Alibaba_Logo
Alibaba is set to launch its own online video-streaming service. In this photo, people ride a double bicycle past a logo of The Alibaba Group at the company's headquarters on the outskirts of Hangzhou, Zhejiang province on Nov. 10, 2014. Reuters/Aly Song

SHANGHAI -- Chinese e-commerce giant Alibaba is set to launch its online video-streaming service, in another sign of the company's broadening ambitions, following the success of its initial public offer (IPO) in New York last year. But experts say it will be joining an already crowded market -- where few customers are used to paying for content.

Patrick Liu, head of digital entertainment at Alibaba, said that the company was on a mission to “redefine home entertainment," and “become like HBO... [or] Netflix in the United States,” according to the China Daily.

The name of the new service certainly seems designed to emphasize this point -- it will be known as TBO or Tmall Box Office, a reference to Alibaba’s online business-to-consumer platform, Tmall.com.

Liu said the service would provide a mixture of bought-in foreign and local programming, and in-house productions. Ten percent would be free to view, but the remainder would require subscription or per-view payments, the report said.

Alibaba already offers some TV content in China to viewers who subscribe to its digital TV box. However in entering the world of online streaming it may face some tough challenges.

Video-streaming is hugely popular in China, as an alternative to the country’s state-dominated, and heavily censored, TV networks. But the field is already dominated by several powerful major players -- including market leader Youku Tudou, search engine giant Baidu’s iQiyi service, and others, including Sohu and LeTV. All these companies have invested large sums on purchasing content, including popular TV shows from the U.S. and other countries.

Equally signficantly, Chinese viewers are used to getting most of their online content more or less for free. Some providers charge a small fee to enable viewers to skip ads, but the pay-per-view or subscription model is still in its infancy in China, with platforms making most of their money from advertising (though even today big players like Youku Tudou are still making a net loss.)

“There’s a lot of competition in the video streaming area -- so it’s tough to get people to pay. Every single site is struggling to add paid subscribers,” said Stephen Millward, chief editor of technology website TechInAsia. “For example, Youku does have a paid option – but that's like single million digits, compared to their total of hundreds of millions of active users," he told International Business Times. "And these companies have to invest so much in acquiring content licenses, and the cost of the bandwidth.”

Alibaba has, however, shaken up several sectors of China's economy in the past -- it has become a major force in the field of online finance and payments, for example -- and it now appears to believe it has the resources and vision to try to do the same in the online TV sphere.

The company already has a 16 percent stake in Youku Tudou -- though Liu did not explain how this would fit with the new service. It has also invested in smartphones, and, like a growing number of companies in China, now seems to be seeking to offer a complete package of hardware and content.

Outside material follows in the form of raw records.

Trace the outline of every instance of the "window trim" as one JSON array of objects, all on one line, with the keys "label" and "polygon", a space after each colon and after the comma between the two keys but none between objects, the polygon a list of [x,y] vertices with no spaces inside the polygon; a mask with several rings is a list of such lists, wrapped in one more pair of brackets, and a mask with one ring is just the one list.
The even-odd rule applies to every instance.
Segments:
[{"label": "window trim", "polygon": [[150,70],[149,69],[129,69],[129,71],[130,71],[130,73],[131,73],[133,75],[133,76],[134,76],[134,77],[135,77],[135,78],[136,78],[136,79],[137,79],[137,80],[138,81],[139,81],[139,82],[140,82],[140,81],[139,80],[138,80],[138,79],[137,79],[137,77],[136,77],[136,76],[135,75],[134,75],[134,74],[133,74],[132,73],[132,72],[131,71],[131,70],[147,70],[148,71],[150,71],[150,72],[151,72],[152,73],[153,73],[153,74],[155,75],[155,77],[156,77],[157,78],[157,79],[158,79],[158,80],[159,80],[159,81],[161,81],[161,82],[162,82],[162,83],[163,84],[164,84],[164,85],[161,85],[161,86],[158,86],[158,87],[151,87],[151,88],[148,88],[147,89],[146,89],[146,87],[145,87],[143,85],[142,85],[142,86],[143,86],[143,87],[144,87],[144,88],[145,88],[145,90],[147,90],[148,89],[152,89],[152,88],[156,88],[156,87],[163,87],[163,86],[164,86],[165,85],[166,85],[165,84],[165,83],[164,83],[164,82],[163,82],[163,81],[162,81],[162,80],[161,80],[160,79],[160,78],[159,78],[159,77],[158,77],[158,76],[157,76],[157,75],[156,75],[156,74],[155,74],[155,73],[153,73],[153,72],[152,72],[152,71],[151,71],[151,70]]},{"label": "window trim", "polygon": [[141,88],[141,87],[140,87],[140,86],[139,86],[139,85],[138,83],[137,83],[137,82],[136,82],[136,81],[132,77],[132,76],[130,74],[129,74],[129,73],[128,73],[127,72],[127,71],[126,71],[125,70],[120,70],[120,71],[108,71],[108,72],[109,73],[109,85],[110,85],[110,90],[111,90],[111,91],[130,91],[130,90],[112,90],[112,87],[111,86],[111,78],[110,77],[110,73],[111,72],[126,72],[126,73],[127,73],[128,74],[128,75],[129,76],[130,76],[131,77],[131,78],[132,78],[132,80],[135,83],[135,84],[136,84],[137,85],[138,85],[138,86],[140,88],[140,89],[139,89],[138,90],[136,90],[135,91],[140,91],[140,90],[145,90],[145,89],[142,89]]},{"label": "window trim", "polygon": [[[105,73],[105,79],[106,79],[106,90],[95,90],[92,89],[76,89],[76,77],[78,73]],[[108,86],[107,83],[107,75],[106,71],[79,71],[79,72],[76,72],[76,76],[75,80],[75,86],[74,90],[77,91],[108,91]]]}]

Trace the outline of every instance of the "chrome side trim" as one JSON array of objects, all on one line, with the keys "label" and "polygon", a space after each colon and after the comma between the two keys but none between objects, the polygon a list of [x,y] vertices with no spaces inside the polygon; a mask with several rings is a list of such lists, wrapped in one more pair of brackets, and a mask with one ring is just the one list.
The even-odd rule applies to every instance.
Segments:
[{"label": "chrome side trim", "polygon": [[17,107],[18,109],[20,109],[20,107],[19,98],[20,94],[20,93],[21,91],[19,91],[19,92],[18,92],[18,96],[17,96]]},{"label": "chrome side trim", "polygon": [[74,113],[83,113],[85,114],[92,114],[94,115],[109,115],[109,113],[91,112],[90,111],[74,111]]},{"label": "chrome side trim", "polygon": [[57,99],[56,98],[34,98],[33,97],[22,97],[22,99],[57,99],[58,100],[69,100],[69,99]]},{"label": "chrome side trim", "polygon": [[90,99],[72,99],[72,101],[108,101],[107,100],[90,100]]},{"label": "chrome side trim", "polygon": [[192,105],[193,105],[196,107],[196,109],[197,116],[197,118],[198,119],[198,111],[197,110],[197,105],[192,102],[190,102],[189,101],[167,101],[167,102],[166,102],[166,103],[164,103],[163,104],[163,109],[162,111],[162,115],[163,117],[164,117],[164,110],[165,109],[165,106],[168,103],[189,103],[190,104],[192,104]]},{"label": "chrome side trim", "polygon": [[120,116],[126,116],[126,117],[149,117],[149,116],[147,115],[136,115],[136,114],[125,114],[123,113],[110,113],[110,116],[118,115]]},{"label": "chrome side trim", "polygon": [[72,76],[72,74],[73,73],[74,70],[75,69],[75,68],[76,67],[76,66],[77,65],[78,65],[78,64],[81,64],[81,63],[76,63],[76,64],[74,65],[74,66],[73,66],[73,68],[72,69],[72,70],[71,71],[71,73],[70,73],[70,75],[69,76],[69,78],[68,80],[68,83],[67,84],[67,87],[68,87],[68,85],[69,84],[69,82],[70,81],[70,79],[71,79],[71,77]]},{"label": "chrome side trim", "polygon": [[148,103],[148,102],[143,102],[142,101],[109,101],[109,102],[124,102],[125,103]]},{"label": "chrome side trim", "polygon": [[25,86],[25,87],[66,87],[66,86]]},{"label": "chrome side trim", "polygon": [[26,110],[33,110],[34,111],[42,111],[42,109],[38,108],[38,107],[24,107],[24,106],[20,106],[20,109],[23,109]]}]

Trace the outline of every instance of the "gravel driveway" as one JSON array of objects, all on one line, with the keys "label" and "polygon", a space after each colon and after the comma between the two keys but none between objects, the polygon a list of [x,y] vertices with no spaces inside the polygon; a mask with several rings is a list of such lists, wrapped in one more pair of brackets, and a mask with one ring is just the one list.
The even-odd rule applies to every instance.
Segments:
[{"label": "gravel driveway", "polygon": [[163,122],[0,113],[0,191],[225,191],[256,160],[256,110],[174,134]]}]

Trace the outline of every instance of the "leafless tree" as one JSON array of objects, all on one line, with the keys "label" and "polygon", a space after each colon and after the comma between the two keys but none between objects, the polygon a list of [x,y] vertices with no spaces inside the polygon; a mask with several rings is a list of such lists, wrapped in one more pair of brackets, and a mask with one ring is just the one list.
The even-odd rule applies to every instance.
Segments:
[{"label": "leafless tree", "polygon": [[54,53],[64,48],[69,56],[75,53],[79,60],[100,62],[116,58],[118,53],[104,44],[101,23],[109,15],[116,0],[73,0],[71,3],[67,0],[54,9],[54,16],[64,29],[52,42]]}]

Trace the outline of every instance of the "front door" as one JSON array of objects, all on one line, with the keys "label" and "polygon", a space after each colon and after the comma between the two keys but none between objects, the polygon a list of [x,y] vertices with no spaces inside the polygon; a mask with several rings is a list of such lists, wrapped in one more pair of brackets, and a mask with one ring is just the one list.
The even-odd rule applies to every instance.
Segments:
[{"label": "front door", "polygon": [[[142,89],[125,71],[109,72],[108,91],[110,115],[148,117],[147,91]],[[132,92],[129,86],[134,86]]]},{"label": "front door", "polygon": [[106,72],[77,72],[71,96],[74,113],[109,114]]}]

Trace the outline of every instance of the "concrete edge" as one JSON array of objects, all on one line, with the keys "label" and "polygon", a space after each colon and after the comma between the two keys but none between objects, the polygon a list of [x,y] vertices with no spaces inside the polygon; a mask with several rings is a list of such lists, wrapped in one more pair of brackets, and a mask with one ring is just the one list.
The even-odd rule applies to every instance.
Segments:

But like its rivals, Alibaba may also face challenges from China’s regulatory environment. Online video platforms have grown popular in recent years because most of their programming was not subject to the strict rules governing content on China’s terrestrial TV channels, which required pre-approval for the screening of foreign TV shows, and limited the amount of airtime given to reality shows and even costume dramas.

Online video platforms have therefore scored huge successes with shows like Sherlock, House of Cards and The Big Bang Theory. But the authorities have recently tightened the rules -- requiring foreign shows to get approval before they can be shown online. The Big Bang Theory was one of several shows abruptly pulled from online sites last year, as the clampdown began.

Still, Chinese video platforms and production companies have responded by investing more money into funding their own productions abroad to fill the gap. And Alibaba’s foray into this field may be helped by the fact that it already has investments in movie financing and TV production, and last week announced plans to cooperate with Hong Kong television station TVB on co-productions of movies and TV series.

TBO is the latest in a series of investments by Alibaba and its chairman Jack Ma since last September's IPO in New York. The group now has interests in everything from online banking and insurance, to connected cars -- and China’s most successful soccer club, Guangzhou Evergrande.